Resolution EL-2, adopted November 16, states that:  (1) state regulators must remain the appropriate bodies to make mandatory purchase and avoided-cost determinations; (2) state regulators should continue to be afforded the authority to select an appropriate methodology for calculating avoided costs; (3) PURPA’s goal of promoting QF development must be balanced with the states’ interest in just and reasonable rates; (4) FERC should establish criteria to help states evaluate whether a project developer has disaggregated a large project into multiple smaller projects; and (5) each state should retain the full authority and discretion to determine the process by which QFs become entitled to PURPA contracts; the scope of such contracts; the extent to which QFs with a design capacity larger than 100 kW are entitled to standard avoided cost rates; and other necessary and proper terms and conditions to ensure that each PURPA contract is consistent with and protects the state’s public interest, does not adversely impact retail ratepayers, and fairly calculates the rates paid to QFs.

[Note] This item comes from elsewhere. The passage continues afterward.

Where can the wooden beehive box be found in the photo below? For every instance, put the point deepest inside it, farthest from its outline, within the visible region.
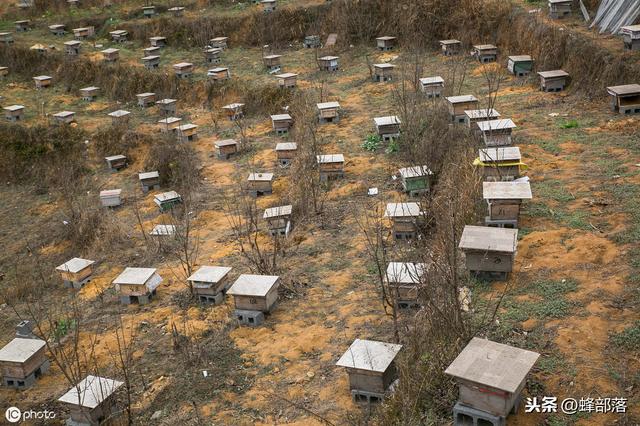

FERC’s June 29 technical conference on PURPA addressed numerous issues, including the so-called “one-mile rule” for QF certification; the appropriate minimum term of PURPA contracts that a developer needs to secure financing; how establishing a minimum term and other conditions would affect QF development; whether the size threshold for standard contracts (currently 100 kW) should be revised, and if so, how; and whether utility data-submission requirements to state commissions for the purpose of determining avoided-cost rates are being adhered to.